HTS in zebrafish reduces later use of animals in preclinical trials
The answer, developed by the ZECARDIO project, is a revolutionary HTS platform, ZeCardio®. “Originally designed for addressing drug-induced cardiotoxicity, after testing, we realised that we could also use the platform for discovering novel therapeutic drugs and perform target validation studies with the use of CRISPR technology,” outlines Dr Javier Terriente, chief scientific officer of ZeClinics, the project coordinator. ZECARDIO researchers tested and validated the platform in a preclinical setting using 100 compounds with known cardiotoxic/cardioactive profiles in humans. According to Dr Terriente, “Our results, recently published in Toxicological Sciences, demonstrate that zebrafish is a much more predictive experimental model than cellular systems and mice, and on average with dogs – the gold standard animal model in preclinical drug discovery in the cardiovascular area.”

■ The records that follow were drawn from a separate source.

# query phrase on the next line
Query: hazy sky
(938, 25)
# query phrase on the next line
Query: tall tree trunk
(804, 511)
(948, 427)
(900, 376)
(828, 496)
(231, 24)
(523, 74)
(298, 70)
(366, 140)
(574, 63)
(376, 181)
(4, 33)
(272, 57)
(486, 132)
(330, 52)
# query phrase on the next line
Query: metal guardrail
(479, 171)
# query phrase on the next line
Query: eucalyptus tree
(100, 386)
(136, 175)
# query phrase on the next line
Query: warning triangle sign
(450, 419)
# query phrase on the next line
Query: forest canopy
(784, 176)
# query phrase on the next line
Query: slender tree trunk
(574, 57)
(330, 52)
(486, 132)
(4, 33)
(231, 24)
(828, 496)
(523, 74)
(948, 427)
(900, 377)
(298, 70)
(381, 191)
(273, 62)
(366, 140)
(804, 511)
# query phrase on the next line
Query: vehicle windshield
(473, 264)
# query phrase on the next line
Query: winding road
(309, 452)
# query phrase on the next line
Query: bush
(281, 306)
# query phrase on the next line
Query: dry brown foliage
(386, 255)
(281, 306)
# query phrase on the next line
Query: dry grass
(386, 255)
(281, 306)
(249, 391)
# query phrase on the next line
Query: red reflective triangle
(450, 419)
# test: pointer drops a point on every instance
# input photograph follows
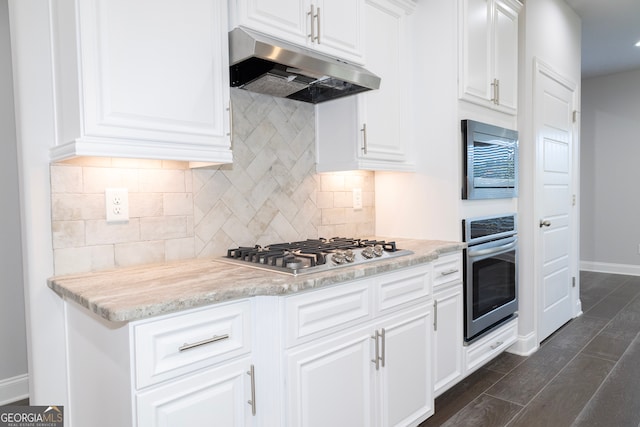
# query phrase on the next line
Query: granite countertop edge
(135, 293)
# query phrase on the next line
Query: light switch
(357, 198)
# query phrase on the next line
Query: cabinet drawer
(482, 351)
(403, 286)
(320, 311)
(185, 342)
(447, 269)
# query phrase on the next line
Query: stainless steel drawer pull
(215, 338)
(252, 402)
(376, 357)
(496, 345)
(435, 315)
(364, 138)
(383, 335)
(449, 272)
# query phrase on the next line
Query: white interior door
(554, 105)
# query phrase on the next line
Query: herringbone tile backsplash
(270, 193)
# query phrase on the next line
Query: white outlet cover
(357, 198)
(116, 202)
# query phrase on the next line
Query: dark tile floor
(585, 374)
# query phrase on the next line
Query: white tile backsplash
(270, 193)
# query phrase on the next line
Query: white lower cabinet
(216, 396)
(330, 382)
(193, 368)
(373, 371)
(377, 374)
(405, 377)
(448, 340)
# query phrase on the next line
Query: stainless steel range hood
(272, 67)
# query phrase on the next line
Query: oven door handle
(490, 251)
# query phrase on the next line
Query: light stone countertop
(134, 293)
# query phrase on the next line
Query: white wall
(30, 47)
(427, 204)
(13, 351)
(610, 158)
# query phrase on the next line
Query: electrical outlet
(357, 198)
(117, 204)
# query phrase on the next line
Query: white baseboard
(526, 345)
(606, 267)
(14, 389)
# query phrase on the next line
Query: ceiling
(610, 29)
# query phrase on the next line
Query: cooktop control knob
(378, 250)
(349, 256)
(368, 252)
(338, 257)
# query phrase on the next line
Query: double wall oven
(490, 273)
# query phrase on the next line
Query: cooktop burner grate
(312, 255)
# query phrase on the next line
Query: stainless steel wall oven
(490, 273)
(490, 161)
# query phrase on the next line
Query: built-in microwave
(490, 161)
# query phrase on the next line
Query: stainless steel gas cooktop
(313, 255)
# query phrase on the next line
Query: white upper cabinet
(488, 73)
(369, 131)
(333, 27)
(142, 79)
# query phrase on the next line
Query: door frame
(542, 69)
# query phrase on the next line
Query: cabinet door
(288, 20)
(215, 396)
(339, 28)
(506, 54)
(382, 111)
(132, 83)
(330, 382)
(448, 340)
(475, 65)
(367, 131)
(489, 53)
(405, 377)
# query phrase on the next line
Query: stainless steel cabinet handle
(312, 19)
(497, 344)
(215, 338)
(435, 315)
(449, 272)
(383, 352)
(494, 89)
(317, 38)
(252, 373)
(230, 110)
(364, 138)
(376, 357)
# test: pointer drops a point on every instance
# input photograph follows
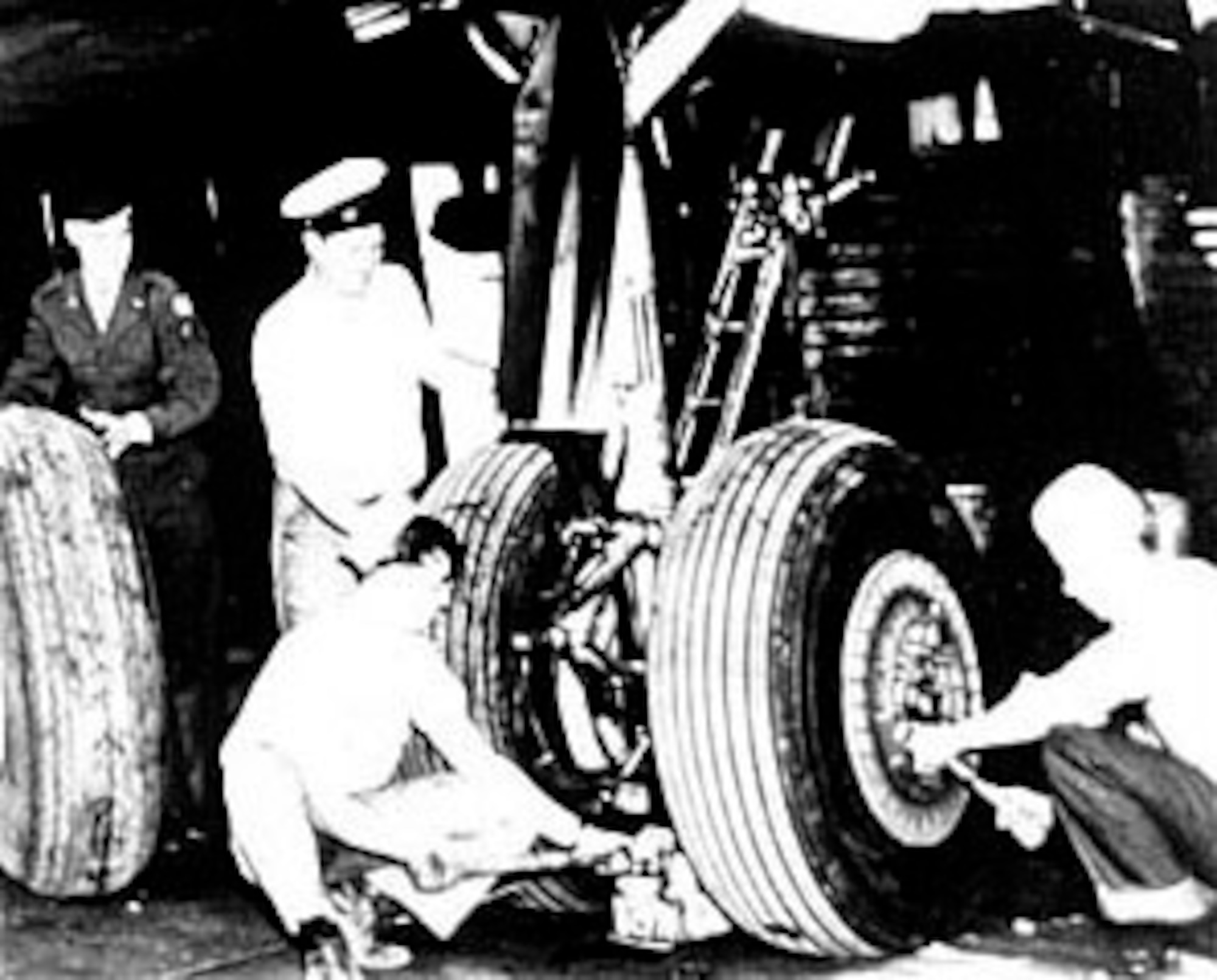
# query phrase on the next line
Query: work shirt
(339, 386)
(341, 693)
(153, 356)
(1163, 651)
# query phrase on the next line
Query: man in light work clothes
(315, 753)
(339, 361)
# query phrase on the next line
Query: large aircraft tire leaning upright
(81, 673)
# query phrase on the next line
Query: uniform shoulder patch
(182, 305)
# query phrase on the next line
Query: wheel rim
(580, 685)
(907, 656)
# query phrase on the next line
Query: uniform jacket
(154, 356)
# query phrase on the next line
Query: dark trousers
(1137, 815)
(165, 494)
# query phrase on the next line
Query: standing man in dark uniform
(121, 348)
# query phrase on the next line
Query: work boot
(324, 951)
(360, 925)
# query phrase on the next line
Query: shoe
(360, 923)
(324, 953)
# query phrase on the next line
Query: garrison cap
(91, 196)
(339, 197)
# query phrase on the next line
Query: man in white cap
(1139, 798)
(338, 365)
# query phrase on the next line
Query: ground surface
(195, 920)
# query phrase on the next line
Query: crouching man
(313, 759)
(1139, 799)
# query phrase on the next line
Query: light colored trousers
(309, 572)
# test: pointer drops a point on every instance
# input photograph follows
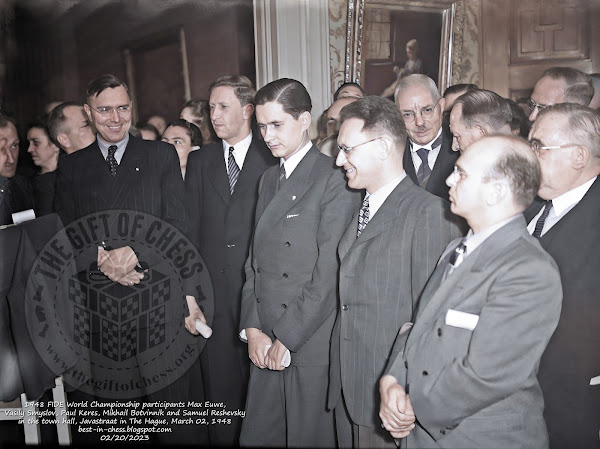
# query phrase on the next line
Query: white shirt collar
(292, 162)
(572, 197)
(377, 198)
(415, 146)
(240, 150)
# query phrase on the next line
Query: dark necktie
(456, 258)
(112, 162)
(233, 169)
(282, 177)
(539, 225)
(424, 170)
(363, 217)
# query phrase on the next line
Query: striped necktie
(233, 170)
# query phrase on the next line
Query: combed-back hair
(290, 94)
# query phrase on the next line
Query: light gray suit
(382, 275)
(291, 295)
(478, 389)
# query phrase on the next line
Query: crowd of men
(423, 275)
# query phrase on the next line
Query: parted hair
(190, 128)
(583, 124)
(241, 85)
(289, 93)
(103, 82)
(579, 88)
(414, 81)
(486, 109)
(379, 115)
(519, 166)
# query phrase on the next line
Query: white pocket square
(460, 319)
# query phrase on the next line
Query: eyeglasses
(426, 112)
(347, 150)
(537, 146)
(106, 111)
(533, 105)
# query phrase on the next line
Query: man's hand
(257, 340)
(116, 263)
(195, 314)
(275, 356)
(395, 411)
(131, 278)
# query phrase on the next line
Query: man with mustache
(428, 157)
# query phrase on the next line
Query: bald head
(333, 114)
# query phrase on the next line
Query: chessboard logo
(115, 320)
(108, 339)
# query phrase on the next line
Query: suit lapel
(217, 174)
(290, 194)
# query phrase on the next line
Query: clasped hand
(395, 411)
(119, 265)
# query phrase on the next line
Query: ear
(580, 157)
(247, 111)
(63, 140)
(497, 192)
(386, 147)
(88, 112)
(305, 119)
(442, 103)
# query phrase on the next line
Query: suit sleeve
(318, 300)
(514, 327)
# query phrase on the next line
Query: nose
(419, 119)
(340, 160)
(455, 146)
(533, 114)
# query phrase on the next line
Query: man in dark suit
(121, 172)
(422, 110)
(471, 359)
(566, 140)
(15, 190)
(221, 198)
(289, 298)
(387, 253)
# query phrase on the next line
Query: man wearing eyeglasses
(467, 369)
(387, 254)
(560, 85)
(566, 141)
(428, 157)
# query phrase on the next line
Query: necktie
(424, 170)
(282, 177)
(363, 217)
(112, 162)
(539, 225)
(233, 170)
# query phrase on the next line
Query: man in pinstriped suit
(387, 254)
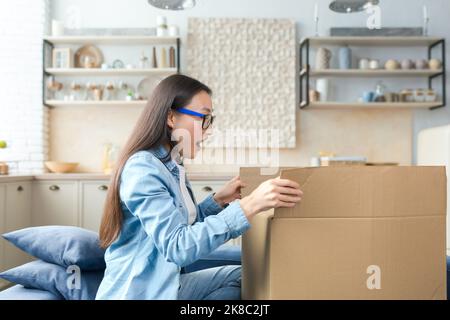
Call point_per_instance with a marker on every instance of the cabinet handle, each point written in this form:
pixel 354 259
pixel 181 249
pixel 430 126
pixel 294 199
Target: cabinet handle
pixel 54 188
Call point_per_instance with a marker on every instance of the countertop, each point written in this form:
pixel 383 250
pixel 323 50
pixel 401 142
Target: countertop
pixel 100 176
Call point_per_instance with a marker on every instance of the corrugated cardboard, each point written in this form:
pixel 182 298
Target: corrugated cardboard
pixel 359 233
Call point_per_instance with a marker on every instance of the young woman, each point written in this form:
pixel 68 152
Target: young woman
pixel 152 226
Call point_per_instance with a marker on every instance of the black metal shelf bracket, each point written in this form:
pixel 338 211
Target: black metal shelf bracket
pixel 304 73
pixel 442 74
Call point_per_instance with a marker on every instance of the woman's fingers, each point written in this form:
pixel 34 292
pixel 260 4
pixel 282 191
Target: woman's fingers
pixel 286 198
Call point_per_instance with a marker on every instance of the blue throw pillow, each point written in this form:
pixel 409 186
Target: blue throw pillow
pixel 61 245
pixel 60 281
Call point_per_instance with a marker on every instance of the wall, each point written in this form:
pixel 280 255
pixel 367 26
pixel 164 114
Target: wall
pixel 23 120
pixel 378 135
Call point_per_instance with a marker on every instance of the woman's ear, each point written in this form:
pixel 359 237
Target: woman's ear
pixel 171 120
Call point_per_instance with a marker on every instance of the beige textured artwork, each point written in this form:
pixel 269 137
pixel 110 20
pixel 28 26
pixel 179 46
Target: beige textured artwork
pixel 250 64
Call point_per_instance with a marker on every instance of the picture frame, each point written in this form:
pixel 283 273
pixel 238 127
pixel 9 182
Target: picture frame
pixel 62 58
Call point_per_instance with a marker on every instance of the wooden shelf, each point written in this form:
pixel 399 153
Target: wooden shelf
pixel 375 41
pixel 110 72
pixel 60 104
pixel 111 40
pixel 374 105
pixel 373 73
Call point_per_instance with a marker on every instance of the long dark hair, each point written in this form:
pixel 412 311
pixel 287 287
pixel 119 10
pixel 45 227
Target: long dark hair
pixel 151 130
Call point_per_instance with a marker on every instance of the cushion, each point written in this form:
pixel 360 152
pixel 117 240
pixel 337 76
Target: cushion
pixel 19 292
pixel 61 245
pixel 56 279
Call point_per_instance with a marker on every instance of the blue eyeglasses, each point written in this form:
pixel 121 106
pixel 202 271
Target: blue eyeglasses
pixel 208 119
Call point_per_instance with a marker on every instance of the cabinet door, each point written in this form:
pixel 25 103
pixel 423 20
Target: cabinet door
pixel 202 189
pixel 93 196
pixel 17 216
pixel 55 203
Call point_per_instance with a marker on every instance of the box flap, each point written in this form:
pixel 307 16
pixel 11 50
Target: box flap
pixel 358 191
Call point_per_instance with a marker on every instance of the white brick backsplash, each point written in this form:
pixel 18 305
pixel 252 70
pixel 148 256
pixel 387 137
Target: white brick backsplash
pixel 23 121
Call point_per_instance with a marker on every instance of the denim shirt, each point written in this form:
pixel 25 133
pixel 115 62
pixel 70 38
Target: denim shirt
pixel 156 241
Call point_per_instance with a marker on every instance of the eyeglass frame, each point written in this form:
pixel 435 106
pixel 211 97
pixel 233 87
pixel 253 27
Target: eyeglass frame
pixel 197 114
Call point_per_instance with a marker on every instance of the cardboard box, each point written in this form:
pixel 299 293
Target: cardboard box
pixel 359 233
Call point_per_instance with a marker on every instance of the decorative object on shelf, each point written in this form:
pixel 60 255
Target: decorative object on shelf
pixel 368 96
pixel 435 64
pixel 314 95
pixel 118 64
pixel 426 21
pixel 57 28
pixel 54 87
pixel 407 95
pixel 421 64
pixel 172 4
pixel 174 31
pixel 322 86
pixel 380 92
pixel 62 58
pixel 143 61
pixel 364 63
pixel 163 58
pixel 88 56
pixel 430 96
pixel 408 64
pixel 392 64
pixel 351 6
pixel 161 26
pixel 323 57
pixel 60 167
pixel 110 91
pixel 130 95
pixel 155 58
pixel 345 58
pixel 316 19
pixel 172 63
pixel 75 91
pixel 374 64
pixel 383 32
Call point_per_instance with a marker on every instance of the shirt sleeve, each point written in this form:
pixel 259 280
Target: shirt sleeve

Size and profitability of research increasing in leaps and bounds
Funds obtained through the EU, under ‘Supporting Innovative SMEs in the healthcare biotechnology sector’, have helped enormously with expansion of the company. “We now have close to 30 employees and growing,” enthuses Dr Terriente. Business success has been so overwhelming that ZeClinics has launched a new spin-off company, ZeCardio Therapeutics. “We are currently in a series A round looking for EUR 5 million to take the different therapeutic leads we have discovered through the ZeCardio® platform towards clinical phases,” the coordinator notes. Challenges mitigated by research team working together, the key to success! Implementation of the hardware in the ZeCardio® screening platform took several more months than originally planned. “Thanks to the talent and commitment of the ZeClinics scientific team, headed by Dr Sylvia Dyballa, these problems were solved,” explains Dr Terriente. Other challenges were more administrative. “We were also very lucky to have a very talented grant manager, Vaclovas Radvilas, who helped us respond to the dynamic needs of the project,” he adds. “Our to-do list wouldn’t fit in this article,” Dr Terriente comments wryly, but summarises this in four succinct points. To consolidate the position of ZeClinics as the largest and most innovative company providing services based on the use of zebrafish obviously comes first. Second, to secure funding for ZeCardio Therapeutics and advance our drug discovery pipelines. Implementation of the GLP certification in our facilities and, lastly, to contribute further towards the industrial and regulatory acceptance of the zebrafish model for discovering new drugs. “We aim to reach this goal sooner than later as the project is part of multicentre initiatives such as the National Institutes of Health (NIH) in the United States.” Summarising, Dr Terriente points out that the SME instrument award gave ZECARDIO funds, but most importantly, it gave them strong confidence in the company they founded 6 years ago. “But the most valuable point is that the EU funding has allowed us to consolidate a highly skilled and committed team. Without them, we certainly wouldn’t be where we are now!”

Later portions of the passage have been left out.